7. Create a Christmas gift book.
This idea comes from Elizabeth Berg, the author of Family Traditions: Celebrations for Holidays and Everyday (Reader’s Digest). Buy a beautiful blank journal to record the gifts you and your family receive as well as those you give. This book will come in handy when it’s time to write thank-you notes, and in subsequent years, it will help you avoid giving the same gift to a friend or family member twice. It also serves as a lovely record of the thoughtfulness of others — and yourself.
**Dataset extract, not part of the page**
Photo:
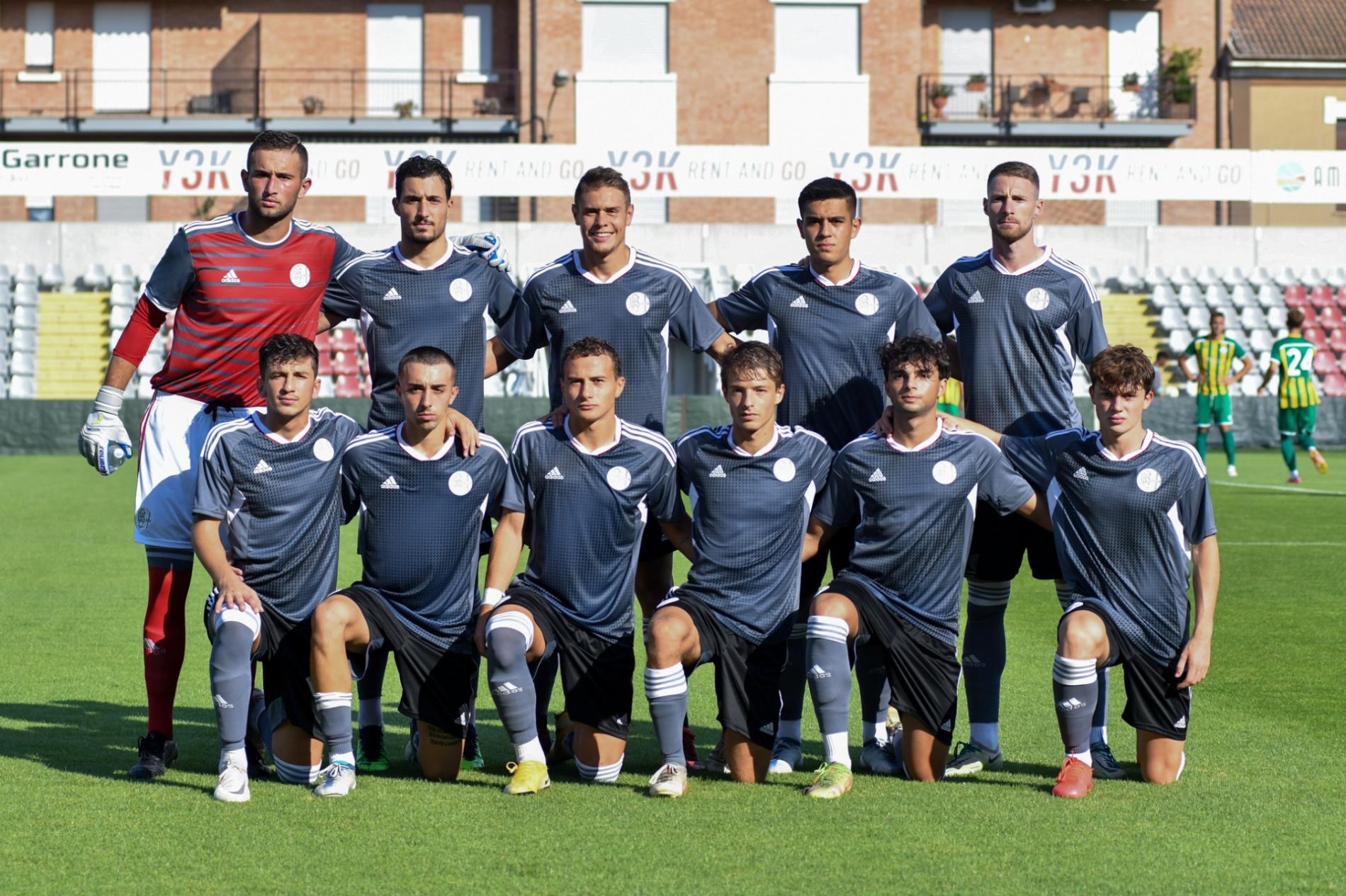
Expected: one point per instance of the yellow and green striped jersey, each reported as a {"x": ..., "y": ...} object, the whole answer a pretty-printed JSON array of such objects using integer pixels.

8. Trim the tree stress-free.
Another great idea from Berg: Give each family member his own part of the tree to decorate. “Using beautiful red ribbon, divide the tree into sections so that everyone gets his own place to work,” she suggests. “This will eliminate the familiar ‘Hey! I was going to put something there! That was my spot! I quit!'”

9. Eat by tree light.
After the tree is decorated, have a meal around it. Turn off all the lights except for those on the tree, and admire its beauty. This is an especially good idea after a stressful afternoon spent Christmas shopping at the mall. That’s one reason why Carolyn A. Clarke, a Reader’s Digest reader and mother from Manassas, Va., has made eating around the tree a family tradition. “Young kids enjoy tree lights,” she says, “and they seem to have a calming effect on them.”
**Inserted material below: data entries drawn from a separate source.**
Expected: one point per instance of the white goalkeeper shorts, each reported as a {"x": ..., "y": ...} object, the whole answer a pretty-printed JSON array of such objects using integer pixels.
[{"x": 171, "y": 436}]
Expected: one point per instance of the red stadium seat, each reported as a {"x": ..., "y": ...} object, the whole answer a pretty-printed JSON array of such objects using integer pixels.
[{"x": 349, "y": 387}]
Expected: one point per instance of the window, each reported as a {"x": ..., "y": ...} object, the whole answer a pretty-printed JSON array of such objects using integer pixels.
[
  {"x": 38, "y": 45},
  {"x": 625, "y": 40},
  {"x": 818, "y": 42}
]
10. Keep Christmas Eve simple.
Instead of slaving to prepare a fantastic spread on Christmas Eve as well as Christmas Day, suggest a simple meal, such as pizza, or let guests make their own sandwiches from a selection of fillings. That way, you’ll have more time to relax and enjoy each other’s company — which is what Christmas is all about.

11. Set an extra place at Christmas dinner.
Each year, there are many people without families who spend the holiday alone. If you know someone like that, ask him to join you at your table. Cooking for an extra person won’t take much more effort, but it will make all the difference to him.

12. Go to church.
Whatever your religious practice throughout the year, Christmas is a time to wake up our spiritual selves. Many find that the familiar carols and readings stir an understanding of God that proves elusive at other times of the year. This Christmas, remember the real reason for the festival — the birth of Jesus Christ.